In accepting the awards, the participating HBCUs had to create committees composed of student-affairs employees and participating adult learners to discuss strategies for improving their experience.

At Johnson C. Smith, a specialist will be hired to focus exclusively on adult learners, serving as a liaison and proposing adjustments for more adult-friendly policies. Fayetteville State is using the funding to capture more data on the adult-learner population. And Elizabeth City State will develop a policy to enable adult learners to receive college credit for work experience gained outside of the classroom at their full-time jobs.

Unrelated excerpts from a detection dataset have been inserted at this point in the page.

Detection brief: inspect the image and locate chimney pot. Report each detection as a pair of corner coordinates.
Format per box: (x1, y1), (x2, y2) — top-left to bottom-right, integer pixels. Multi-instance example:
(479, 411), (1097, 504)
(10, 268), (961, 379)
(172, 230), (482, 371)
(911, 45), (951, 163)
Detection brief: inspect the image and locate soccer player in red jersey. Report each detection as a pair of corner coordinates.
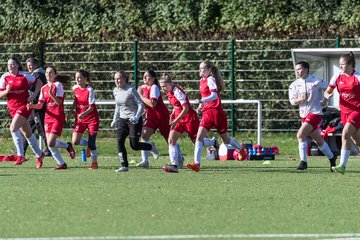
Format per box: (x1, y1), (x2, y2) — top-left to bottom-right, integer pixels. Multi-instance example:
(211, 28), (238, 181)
(0, 57), (45, 168)
(137, 70), (176, 168)
(324, 52), (360, 174)
(67, 70), (100, 170)
(186, 60), (245, 172)
(27, 67), (75, 170)
(289, 62), (336, 171)
(160, 74), (200, 173)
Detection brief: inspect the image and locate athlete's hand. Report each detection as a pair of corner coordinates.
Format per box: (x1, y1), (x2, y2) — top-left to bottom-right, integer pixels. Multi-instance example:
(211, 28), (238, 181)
(27, 94), (35, 102)
(78, 113), (85, 120)
(196, 103), (203, 114)
(110, 120), (117, 128)
(297, 93), (306, 104)
(26, 103), (34, 110)
(195, 99), (202, 104)
(66, 111), (72, 122)
(324, 91), (334, 99)
(169, 119), (178, 129)
(137, 86), (142, 96)
(129, 115), (140, 124)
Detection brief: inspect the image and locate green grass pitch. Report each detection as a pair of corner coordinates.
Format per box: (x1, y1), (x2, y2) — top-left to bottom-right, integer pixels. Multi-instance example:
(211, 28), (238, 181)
(0, 133), (360, 239)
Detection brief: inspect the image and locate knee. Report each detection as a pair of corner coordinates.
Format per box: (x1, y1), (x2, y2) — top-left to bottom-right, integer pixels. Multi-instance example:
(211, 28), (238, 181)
(168, 138), (177, 146)
(88, 135), (96, 150)
(130, 138), (140, 151)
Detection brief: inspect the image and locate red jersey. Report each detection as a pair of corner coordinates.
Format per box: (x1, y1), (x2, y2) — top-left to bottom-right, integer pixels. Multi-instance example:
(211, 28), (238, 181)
(200, 76), (222, 112)
(166, 86), (196, 120)
(73, 85), (99, 123)
(0, 72), (36, 116)
(141, 84), (169, 118)
(39, 82), (65, 123)
(329, 71), (360, 114)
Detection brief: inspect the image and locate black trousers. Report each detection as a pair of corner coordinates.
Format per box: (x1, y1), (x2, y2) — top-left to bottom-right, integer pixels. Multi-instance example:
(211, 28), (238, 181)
(116, 118), (151, 167)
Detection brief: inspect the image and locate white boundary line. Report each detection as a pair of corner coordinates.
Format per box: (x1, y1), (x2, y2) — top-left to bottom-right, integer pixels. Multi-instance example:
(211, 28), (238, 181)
(0, 233), (360, 240)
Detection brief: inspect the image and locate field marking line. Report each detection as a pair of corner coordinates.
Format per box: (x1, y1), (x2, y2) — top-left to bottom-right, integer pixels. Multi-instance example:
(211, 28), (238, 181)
(0, 233), (360, 240)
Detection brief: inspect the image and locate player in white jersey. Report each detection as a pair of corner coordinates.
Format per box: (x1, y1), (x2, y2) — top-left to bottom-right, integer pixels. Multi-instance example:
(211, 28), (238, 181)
(0, 57), (45, 168)
(289, 62), (336, 171)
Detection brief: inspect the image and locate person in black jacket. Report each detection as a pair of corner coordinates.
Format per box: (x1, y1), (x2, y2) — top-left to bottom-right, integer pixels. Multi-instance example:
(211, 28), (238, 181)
(24, 58), (51, 156)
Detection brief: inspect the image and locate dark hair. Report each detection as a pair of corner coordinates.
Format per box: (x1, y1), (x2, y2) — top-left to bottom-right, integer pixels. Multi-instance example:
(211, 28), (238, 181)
(77, 69), (91, 85)
(160, 73), (172, 83)
(145, 70), (160, 87)
(202, 59), (225, 94)
(9, 56), (23, 71)
(295, 61), (310, 71)
(115, 70), (129, 83)
(26, 58), (39, 66)
(340, 52), (356, 68)
(46, 66), (71, 88)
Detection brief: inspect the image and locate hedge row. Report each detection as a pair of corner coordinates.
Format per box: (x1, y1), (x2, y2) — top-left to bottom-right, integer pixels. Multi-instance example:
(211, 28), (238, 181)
(0, 0), (360, 42)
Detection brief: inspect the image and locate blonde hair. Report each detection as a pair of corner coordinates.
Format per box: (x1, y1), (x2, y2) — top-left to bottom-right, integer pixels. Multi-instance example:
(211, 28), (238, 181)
(159, 73), (172, 83)
(202, 59), (225, 93)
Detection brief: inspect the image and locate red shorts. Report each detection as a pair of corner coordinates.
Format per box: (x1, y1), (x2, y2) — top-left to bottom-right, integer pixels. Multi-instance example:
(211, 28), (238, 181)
(44, 121), (65, 136)
(172, 112), (200, 139)
(73, 121), (99, 135)
(143, 114), (170, 140)
(200, 109), (228, 134)
(301, 113), (323, 131)
(340, 111), (360, 129)
(9, 105), (32, 119)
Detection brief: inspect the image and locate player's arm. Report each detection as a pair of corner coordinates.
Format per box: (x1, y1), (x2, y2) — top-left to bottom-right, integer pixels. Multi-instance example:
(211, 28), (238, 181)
(0, 85), (11, 98)
(26, 102), (44, 110)
(324, 87), (334, 99)
(66, 99), (76, 122)
(49, 84), (64, 105)
(28, 78), (43, 102)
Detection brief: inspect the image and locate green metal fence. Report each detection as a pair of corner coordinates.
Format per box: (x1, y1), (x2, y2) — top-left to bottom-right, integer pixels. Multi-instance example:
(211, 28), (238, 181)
(0, 38), (359, 133)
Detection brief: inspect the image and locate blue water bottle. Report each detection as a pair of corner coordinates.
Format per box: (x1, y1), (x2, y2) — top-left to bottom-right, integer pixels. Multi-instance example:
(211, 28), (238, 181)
(81, 149), (87, 163)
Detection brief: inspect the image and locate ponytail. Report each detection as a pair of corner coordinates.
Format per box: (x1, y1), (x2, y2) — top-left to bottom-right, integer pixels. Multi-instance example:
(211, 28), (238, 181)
(340, 52), (356, 68)
(203, 59), (225, 94)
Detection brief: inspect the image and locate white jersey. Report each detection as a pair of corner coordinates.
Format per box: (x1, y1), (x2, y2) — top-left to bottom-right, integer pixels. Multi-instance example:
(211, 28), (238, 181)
(289, 75), (328, 118)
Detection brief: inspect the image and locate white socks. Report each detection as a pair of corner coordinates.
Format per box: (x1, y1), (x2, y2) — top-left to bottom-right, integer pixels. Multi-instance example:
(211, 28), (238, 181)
(11, 131), (24, 156)
(79, 138), (88, 146)
(55, 140), (69, 148)
(169, 145), (179, 166)
(90, 149), (98, 162)
(194, 140), (203, 165)
(299, 141), (307, 162)
(230, 137), (242, 150)
(26, 134), (42, 157)
(203, 138), (215, 147)
(49, 147), (65, 165)
(141, 141), (152, 162)
(319, 141), (334, 159)
(340, 149), (351, 166)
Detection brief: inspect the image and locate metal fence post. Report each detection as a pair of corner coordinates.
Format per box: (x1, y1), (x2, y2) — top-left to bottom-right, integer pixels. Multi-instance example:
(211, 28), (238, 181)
(134, 39), (138, 89)
(230, 39), (236, 137)
(336, 36), (340, 48)
(39, 41), (45, 67)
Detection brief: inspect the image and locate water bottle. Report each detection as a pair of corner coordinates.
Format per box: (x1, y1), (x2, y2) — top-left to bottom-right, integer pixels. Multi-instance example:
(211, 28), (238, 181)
(81, 149), (87, 163)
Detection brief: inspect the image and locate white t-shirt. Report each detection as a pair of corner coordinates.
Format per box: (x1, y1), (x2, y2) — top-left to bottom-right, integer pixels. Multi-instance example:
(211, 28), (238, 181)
(289, 75), (328, 118)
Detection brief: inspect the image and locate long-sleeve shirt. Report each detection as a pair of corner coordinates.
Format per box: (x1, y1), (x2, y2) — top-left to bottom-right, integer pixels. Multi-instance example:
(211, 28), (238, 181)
(289, 75), (328, 118)
(113, 84), (144, 120)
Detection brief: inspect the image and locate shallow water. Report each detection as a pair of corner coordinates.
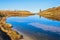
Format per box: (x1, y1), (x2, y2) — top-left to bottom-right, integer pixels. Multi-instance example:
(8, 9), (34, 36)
(6, 15), (60, 40)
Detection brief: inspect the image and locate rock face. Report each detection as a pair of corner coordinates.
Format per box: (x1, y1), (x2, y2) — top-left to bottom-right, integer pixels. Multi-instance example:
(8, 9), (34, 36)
(0, 13), (23, 40)
(39, 6), (60, 20)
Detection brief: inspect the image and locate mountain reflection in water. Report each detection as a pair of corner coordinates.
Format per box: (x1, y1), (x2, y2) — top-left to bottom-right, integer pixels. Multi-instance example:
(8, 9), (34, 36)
(6, 15), (60, 40)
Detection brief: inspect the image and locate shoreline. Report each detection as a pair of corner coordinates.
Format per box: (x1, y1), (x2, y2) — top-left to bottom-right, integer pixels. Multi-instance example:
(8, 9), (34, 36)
(13, 28), (35, 40)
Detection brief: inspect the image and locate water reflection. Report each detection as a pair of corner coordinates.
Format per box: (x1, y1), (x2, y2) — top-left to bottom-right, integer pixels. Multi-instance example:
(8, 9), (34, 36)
(6, 15), (60, 40)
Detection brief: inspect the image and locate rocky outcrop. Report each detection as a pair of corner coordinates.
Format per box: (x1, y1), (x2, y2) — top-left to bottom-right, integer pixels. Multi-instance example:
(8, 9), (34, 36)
(39, 6), (60, 20)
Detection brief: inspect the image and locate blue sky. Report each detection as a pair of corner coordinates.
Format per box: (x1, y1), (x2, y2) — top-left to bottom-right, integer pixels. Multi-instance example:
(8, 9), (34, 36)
(0, 0), (60, 12)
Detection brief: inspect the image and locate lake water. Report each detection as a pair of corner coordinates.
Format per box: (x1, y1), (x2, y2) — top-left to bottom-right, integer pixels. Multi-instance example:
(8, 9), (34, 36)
(6, 15), (60, 40)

While the increase in adult learners is motivated by career advancement, this student population is flocking specifically to HBCUs due to affordability and size, said Gary Brown, vice chancellor for student affairs at Elizabeth City State. Some administrators are targeting this population amid an uncertain demographic outlook for students 24 and younger, even as federal data show declines in adult-learner enrollment at HBCUs in other states. “Our continued trajectory in increased enrollment is tied to our success in attracting traditional students, but an even more strategic approach to garnering more adult learners,” he said.

Elizabeth City State is part of the NC Promise Tuition Plan, an initiative established by the state to keep prices low at participating colleges. In-state tuition is about $500 per semester, and out-of-state students pay $2,500. Among the five universities chosen by the Lumina Foundation, undergraduate enrollments range between 1,000 and 6,000.

Smaller class sizes allow adult learners to establish relationships with other students, faculty members and administrators, which may be more difficult to do at larger institutions. This contributes to more of a “family feel,” Brown said.

He added that the predisposition of HBCUs to serve minority communities puts them in a position to better accommodate adult learners. “In a way, this is kind of an expansion on what makes us who it is that we are,” Brown said.

At Fayetteville State, adult learners are faring well academically. The average GPA for adult learners is about 3.0, according to Thomas, which surpasses that of the student body as a whole.“So academically, they can do the work. That’s not the problem,” Thomas said. “The threat to their persistence is oftentimes the challenges that are happening outside of the classroom.”

Despite the challenges, Byrum graduated in the spring of 2021 with her daughter, who graduated high school at the same time. Byrum had a final GPA of 3.27. “I wanted to do this not just for me, but because I knew my parents would be so proud and I also had a teenage daughter who was watching every move that I was making and I was making such an impact on her life,” she said.